See how we built an automated badge that highlights new tasks inside our SharePoint document management app.

5 Min Read

In our previous article about the document management app we explained the search functionality. This time we want to highlight a specific feature: an automated notification that flags new entries in a SharePoint library.

Notification for new entries

Our document management app lists all entries inside the SharePoint libraries. One of them keeps track of open tasks assigned to a user. To draw attention to new tasks we added a notification badge – a small red circle that shows the number of open tasks, similar to other platforms. Users immediately see when new tasks require their attention.

Notification for new entries in a SharePoint library

Automatic updates

Whenever the list of open tasks changes we refresh the notification badge in a fixed interval. When a new task arrives or a user completes one, the indicator updates automatically. We use the JavaScript setInterval method to run the command every 300,000 milliseconds (five minutes).
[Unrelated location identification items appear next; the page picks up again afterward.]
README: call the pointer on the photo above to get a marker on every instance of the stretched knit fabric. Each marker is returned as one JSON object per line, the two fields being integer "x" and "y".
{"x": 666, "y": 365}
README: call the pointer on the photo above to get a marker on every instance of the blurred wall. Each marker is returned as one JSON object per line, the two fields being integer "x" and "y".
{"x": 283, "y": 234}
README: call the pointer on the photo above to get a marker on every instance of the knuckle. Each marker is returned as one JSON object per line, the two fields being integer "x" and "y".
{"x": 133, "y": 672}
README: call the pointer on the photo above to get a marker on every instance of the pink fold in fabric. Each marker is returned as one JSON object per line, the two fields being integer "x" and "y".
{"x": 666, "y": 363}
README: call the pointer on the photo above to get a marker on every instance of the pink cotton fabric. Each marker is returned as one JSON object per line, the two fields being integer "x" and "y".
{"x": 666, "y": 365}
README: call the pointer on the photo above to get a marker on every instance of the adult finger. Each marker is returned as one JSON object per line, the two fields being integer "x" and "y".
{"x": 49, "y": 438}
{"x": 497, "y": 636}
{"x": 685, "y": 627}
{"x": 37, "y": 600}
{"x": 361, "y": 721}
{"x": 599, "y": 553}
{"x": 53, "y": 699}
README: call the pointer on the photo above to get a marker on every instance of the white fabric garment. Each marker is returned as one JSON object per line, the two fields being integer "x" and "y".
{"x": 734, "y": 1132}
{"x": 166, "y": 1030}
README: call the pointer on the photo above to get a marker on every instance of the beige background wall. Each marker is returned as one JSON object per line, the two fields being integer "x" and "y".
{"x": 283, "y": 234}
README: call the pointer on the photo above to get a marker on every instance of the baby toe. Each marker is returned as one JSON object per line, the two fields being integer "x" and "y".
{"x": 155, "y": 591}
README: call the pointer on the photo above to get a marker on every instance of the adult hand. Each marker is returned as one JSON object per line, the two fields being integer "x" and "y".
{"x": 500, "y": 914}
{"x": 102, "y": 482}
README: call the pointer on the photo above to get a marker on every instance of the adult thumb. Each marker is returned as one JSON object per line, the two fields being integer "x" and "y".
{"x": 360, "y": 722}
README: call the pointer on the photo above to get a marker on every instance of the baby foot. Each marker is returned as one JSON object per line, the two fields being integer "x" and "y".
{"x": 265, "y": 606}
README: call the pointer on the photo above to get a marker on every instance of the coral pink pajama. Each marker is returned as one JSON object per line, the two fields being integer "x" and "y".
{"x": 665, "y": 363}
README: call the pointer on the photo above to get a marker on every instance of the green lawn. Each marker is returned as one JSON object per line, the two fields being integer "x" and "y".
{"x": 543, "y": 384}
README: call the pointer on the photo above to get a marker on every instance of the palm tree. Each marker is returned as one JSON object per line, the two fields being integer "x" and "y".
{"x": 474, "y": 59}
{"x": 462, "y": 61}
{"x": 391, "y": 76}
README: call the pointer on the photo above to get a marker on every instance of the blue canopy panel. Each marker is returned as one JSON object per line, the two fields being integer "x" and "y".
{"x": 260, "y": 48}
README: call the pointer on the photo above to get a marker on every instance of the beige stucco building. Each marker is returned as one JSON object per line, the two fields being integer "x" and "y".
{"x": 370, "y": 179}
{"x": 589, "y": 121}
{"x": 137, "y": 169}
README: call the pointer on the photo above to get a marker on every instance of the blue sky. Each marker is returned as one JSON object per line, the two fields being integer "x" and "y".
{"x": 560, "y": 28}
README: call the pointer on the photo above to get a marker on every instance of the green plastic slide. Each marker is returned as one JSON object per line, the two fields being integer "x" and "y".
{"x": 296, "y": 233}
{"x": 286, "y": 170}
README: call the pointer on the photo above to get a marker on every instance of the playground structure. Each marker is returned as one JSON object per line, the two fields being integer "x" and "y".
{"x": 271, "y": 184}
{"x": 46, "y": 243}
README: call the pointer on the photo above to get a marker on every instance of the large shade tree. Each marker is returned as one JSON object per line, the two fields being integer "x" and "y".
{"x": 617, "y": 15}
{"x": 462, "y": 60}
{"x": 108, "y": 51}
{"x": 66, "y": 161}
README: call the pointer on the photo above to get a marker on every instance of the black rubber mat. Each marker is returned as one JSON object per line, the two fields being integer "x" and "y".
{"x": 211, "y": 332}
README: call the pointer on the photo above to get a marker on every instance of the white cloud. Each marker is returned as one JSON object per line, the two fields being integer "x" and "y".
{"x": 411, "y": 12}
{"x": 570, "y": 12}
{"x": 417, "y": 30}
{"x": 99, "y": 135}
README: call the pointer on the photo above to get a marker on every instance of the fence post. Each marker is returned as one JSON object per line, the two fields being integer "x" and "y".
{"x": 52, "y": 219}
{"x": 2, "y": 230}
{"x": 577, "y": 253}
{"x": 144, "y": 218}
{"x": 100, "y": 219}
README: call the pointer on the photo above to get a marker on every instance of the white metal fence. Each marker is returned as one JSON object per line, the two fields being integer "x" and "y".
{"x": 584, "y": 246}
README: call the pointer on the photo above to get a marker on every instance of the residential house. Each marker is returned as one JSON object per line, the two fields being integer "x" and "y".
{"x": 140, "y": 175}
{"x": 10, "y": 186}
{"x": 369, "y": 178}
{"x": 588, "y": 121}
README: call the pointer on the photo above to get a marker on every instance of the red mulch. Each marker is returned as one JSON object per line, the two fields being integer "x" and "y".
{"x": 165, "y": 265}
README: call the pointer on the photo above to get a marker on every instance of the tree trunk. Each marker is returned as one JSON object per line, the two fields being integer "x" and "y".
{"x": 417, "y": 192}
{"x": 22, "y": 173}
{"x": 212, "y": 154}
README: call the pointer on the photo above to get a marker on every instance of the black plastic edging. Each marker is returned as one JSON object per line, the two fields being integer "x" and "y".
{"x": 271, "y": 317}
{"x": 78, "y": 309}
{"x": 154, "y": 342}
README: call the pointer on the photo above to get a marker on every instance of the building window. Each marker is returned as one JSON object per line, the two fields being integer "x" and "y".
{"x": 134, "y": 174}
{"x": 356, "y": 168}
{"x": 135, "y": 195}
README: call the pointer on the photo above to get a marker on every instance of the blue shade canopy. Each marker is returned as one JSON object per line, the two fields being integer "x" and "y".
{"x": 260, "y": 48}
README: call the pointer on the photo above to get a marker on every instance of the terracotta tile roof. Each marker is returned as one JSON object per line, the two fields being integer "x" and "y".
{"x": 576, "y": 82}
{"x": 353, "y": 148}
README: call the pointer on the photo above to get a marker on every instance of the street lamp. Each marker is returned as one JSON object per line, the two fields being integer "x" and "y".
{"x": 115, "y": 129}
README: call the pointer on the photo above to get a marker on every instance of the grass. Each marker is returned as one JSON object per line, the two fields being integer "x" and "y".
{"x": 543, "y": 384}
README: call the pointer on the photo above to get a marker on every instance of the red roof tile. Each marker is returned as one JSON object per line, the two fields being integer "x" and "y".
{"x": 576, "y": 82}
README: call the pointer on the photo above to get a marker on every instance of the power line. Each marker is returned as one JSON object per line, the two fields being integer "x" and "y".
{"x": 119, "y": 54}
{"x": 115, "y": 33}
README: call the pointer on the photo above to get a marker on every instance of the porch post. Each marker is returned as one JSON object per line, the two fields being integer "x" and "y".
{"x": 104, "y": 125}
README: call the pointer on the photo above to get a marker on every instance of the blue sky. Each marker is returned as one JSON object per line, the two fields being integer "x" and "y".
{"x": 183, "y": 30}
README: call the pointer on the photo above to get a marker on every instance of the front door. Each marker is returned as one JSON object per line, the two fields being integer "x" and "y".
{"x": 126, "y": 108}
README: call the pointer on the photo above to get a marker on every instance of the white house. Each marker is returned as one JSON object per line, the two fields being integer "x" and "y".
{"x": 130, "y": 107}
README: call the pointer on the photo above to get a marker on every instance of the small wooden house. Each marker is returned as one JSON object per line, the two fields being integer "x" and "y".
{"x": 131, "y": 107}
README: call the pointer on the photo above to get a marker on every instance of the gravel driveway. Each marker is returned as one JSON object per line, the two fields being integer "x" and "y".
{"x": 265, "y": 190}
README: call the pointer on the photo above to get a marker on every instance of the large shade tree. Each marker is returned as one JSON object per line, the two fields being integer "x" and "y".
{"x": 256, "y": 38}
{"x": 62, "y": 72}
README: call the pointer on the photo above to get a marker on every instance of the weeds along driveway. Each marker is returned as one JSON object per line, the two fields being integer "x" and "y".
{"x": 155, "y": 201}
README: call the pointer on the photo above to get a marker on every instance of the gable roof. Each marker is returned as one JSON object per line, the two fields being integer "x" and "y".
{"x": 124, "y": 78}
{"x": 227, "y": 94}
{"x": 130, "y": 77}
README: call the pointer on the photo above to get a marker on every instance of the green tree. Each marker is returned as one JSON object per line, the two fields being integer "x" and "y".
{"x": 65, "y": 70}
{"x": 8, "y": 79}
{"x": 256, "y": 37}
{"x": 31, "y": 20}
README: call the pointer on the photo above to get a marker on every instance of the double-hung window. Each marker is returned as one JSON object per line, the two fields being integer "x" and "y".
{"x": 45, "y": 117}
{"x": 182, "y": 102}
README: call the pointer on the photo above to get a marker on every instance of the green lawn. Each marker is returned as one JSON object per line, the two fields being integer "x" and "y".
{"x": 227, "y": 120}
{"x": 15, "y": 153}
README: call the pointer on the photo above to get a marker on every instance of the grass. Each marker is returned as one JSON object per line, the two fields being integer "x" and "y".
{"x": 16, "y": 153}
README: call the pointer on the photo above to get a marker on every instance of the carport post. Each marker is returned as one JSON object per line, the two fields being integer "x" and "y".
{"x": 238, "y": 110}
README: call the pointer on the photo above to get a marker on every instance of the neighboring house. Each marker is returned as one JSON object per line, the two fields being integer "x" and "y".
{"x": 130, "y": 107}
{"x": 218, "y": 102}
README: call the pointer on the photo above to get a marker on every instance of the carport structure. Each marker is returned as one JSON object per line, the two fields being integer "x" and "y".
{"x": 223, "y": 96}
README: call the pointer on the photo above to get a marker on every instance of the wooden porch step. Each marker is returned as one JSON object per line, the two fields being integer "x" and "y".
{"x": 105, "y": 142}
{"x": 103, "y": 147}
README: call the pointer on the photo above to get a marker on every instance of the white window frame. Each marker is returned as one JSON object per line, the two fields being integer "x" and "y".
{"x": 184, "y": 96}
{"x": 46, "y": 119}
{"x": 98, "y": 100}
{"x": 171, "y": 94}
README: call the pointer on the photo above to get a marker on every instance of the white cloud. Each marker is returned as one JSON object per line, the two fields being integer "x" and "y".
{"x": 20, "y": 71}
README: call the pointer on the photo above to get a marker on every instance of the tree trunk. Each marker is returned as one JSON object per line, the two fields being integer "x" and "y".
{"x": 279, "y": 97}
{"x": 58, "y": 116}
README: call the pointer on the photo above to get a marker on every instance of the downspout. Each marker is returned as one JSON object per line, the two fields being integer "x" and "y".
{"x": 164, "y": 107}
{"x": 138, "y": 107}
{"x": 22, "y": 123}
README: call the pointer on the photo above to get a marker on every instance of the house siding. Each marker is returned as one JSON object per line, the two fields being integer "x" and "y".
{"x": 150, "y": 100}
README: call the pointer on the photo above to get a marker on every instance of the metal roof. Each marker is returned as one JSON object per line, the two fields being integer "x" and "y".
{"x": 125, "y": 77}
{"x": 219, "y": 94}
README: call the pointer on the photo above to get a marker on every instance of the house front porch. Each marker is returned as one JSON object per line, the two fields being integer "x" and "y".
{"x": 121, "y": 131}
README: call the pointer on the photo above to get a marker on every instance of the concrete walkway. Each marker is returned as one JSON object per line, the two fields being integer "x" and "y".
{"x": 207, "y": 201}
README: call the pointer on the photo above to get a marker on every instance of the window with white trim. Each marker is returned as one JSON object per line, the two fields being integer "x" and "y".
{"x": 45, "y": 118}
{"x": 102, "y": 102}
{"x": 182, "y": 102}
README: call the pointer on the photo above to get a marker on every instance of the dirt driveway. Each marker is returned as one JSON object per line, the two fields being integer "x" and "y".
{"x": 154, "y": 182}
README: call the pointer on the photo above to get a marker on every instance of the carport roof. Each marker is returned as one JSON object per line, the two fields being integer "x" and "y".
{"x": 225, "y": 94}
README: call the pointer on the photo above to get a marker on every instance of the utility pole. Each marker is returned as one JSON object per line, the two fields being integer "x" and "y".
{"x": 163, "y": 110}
private loadOpenTasksCount() {
  // Call it the first time without delay
  this.executeLoadOpenTasksCountCommand();

  // Check open tasks every 5 minutes
  this.interval = setInterval(this.executeLoadOpenTasksCountCommand, 300000);
}

Query the list items

To show the number of open tasks for a user we query SharePoint. For performance reasons we only select the Id field, filter by the current user and the task status, and return the count of matching items. The resulting number is displayed in the red badge.

public static getOpenTasksCount(): Promise<number> {
  const service: SPRestService = SPServiceProvider.GetCurrentSPService();
  let selectQuery = "Id";
  let filterQuery = `AssignedToId eq ${AppContext.currentUser.id} and Status eq 'In Progress'`;
  return service
    .getListItemsByFilter(AppContext.taskList, selectQuery, filterQuery)
    .then(items => {
      return items && items.value ? items.value.length : 0;
    });
}

The service call that fetches the items from the SharePoint library looks like this:

public getListItemsByFilter(list: IList, selectQuery?: string, filterQuery?: string) {
  const restAPI = `${this.context.pageContext.web.absoluteUrl}/_api/web/Lists(guid'${list.Id}')/items?${
    selectQuery !== null && "$select=" + selectQuery
  }${filterQuery !== null && "&$filter=" + filterQuery}`;
  return this.context.spHttpClient
    .get(restAPI, SPHttpClient.configurations.v1)
    .then(response => {
      return response;
    });
}

With this setup our users never miss new tasks again.